Table Extractor "loses" WebDriver - loopable?

Dear KNIMErs,

I try to download some web tables and thought the Table Extractor from the Selenium Nodes is just perfect for that.

The problem is that I have a table that splits over two pages (80 entries), but the max I can show on the page is 50 entries. Then I click the “next page button” (pagination) and it shows the next 50 (or 30 in my case).

The problem I have is that I can extract the max page number and wanted to loop through that, but that seems difficult, as the TableExtractor node does not provide a WebDriver at its output.

So basically the flow I ideated

Loop Start -> Table Extractor -> check current iteration vs number of pages -> next page

does not really work as I am “looses” the WebDriver which is however required in each iteration.

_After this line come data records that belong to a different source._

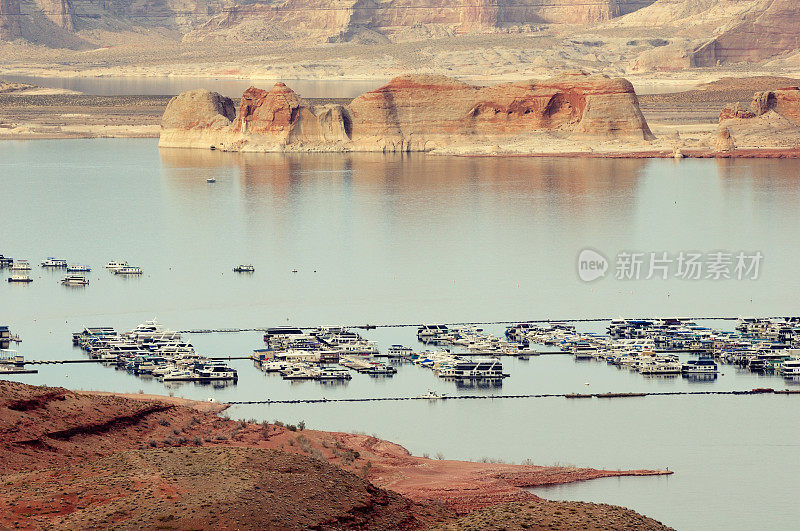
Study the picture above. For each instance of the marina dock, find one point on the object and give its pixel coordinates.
(750, 392)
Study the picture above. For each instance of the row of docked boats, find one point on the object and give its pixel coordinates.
(313, 355)
(20, 270)
(757, 344)
(471, 340)
(451, 366)
(150, 349)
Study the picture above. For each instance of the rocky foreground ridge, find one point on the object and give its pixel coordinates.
(412, 113)
(74, 460)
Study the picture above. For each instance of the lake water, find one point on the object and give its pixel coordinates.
(169, 86)
(409, 239)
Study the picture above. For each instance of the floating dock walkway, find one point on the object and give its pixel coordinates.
(501, 397)
(470, 323)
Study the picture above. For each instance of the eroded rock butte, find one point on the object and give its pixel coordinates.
(411, 113)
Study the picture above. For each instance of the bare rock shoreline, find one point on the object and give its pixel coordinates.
(86, 460)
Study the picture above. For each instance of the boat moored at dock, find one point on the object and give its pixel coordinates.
(75, 280)
(21, 265)
(116, 264)
(700, 366)
(128, 270)
(54, 263)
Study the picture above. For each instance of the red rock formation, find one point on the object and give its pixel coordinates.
(9, 20)
(411, 113)
(59, 12)
(280, 113)
(773, 120)
(785, 102)
(200, 110)
(435, 105)
(763, 33)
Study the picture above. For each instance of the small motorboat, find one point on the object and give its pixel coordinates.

I guess I am overseeing something here, maybe someone can push me in the right direction?

Thank you in advance!!!

Phil

1 Like

Hi Phil,

thanks for the feedback! The Table Extractor should probably have a fourth output port, which would just provide the input data as is. You can however just get the Web Driver column from the the node before the Table Extractor and continue working with this.

I would probably have a Y branch after the loop start, (1) going into the Table Extractor, (2) going into the “continue iteration?” check. Then re-combine the two branches again using e.g. flow variables or the Synchronize node:

Does this help?

–Philipp

3 Likes

This topic was automatically closed 7 days after the last reply. New replies are no longer allowed.